By region, the company’s biggest growth area was Mexico, Central and South America, where revenues rose 37.8 percent to $51.7 million.

The Warnaco Group Inc. on Thursday posted a decline in first-quarter income, but said it has been investing in the business to drive revenue growth and raised fiscal year 2011 guidance.

For the three months ended April 2, income was $44 million, or 97 cents a diluted share, down from $48 million, or $1.02, last year. Excluding restructuring charges and other expense items, income per diluted share from continuing operations was $1.10 versus $1.09 a year ago. Revenues rose 12.6 percent to $662.2 million from $588.2 million, while comparable store sales rose 8 percent.

By segment, sportswear sales rose 10.8 percent to $339.5 million, intimate apparel sales increased 13.9 percent to $221 million and swimwear sales jumped 15.7 percent to $101.7 million. By region, the company’s biggest growth area was Mexico, Central and South America, where revenues rose 37.8 percent to $51.7 million. Asia was its second-largest-growing sector, with revenues climbing 30.6 percent to $126.8 million. The United States lagged with a 5.3 percent revenue gain to $285.1 million, with Europe was not much better, with revenues rising just 7.1 percent to $168.5 million.

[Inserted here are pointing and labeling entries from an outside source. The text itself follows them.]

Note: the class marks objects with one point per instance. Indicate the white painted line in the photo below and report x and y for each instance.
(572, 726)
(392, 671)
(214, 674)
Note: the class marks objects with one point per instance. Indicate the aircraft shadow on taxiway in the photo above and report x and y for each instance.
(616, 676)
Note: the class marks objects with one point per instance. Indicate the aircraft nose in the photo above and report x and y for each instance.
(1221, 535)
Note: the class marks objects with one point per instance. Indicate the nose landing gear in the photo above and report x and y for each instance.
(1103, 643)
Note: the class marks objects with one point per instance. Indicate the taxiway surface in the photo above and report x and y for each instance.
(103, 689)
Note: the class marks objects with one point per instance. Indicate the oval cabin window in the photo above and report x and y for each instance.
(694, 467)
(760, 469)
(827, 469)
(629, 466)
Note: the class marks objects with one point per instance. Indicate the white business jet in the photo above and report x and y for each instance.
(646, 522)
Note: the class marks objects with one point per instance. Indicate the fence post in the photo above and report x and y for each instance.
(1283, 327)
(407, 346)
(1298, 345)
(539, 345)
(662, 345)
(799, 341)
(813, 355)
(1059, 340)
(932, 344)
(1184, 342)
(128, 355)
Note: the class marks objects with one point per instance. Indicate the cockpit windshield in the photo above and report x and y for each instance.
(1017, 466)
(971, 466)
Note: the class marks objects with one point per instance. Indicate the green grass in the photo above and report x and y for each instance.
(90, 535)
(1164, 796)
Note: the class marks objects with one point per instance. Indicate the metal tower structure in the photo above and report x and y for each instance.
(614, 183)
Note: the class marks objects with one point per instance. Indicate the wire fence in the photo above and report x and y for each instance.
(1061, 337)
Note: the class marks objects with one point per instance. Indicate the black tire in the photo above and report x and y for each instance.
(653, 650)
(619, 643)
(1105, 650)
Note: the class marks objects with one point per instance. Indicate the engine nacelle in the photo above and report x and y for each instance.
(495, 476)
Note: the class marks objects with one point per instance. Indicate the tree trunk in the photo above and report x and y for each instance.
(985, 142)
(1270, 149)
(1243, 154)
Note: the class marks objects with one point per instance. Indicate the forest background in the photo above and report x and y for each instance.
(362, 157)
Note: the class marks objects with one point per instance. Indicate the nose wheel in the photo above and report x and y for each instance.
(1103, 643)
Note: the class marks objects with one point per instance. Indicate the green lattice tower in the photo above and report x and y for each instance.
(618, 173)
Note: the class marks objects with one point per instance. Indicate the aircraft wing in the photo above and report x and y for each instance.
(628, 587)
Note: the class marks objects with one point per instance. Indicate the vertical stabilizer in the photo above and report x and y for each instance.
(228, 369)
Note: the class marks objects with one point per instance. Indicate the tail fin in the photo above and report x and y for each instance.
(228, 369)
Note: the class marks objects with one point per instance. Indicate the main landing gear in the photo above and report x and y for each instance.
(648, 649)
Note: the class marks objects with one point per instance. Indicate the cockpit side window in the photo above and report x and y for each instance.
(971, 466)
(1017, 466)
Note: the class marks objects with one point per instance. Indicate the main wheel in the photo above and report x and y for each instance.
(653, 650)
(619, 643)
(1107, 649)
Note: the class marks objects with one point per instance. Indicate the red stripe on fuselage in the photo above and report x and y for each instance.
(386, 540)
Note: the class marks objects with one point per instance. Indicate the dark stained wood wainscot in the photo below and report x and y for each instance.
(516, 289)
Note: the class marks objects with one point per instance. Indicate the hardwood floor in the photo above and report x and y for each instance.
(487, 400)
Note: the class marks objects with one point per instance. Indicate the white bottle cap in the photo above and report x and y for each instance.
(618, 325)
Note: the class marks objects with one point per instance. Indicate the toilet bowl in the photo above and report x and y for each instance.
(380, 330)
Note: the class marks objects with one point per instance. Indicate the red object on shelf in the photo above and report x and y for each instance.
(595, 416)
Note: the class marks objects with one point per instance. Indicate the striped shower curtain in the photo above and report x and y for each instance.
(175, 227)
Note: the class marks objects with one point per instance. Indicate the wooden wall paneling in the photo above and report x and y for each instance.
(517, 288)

Joe Gromek, president and chief executive officer, said the firm’s selling, general and administrative expenses rose 20 percent as it expanded its Calvin Klein business, grew company-owned retail locations and launched CK One as a lifestyle brand. He noted that “Calvin Klein revenues increased 13 percent, international revenues were up 19 percent and we increased our direct-to-consumer revenues 36 percent.”

Executives on the call noted that the firm has been able to pass through price increases in most regions, whether in Canada, Latin America or Asia. It also believes it can start to do the same in Europe, although in the U.S. perhaps not as much, since the market is more price sensitive.

The company raised guidance for fiscal year 2011, and now expects adjusted diluted earnings per share from continuing operations in the range of $3.95 to $4.15, up from an earlier estimate of $3.85 to $4.15.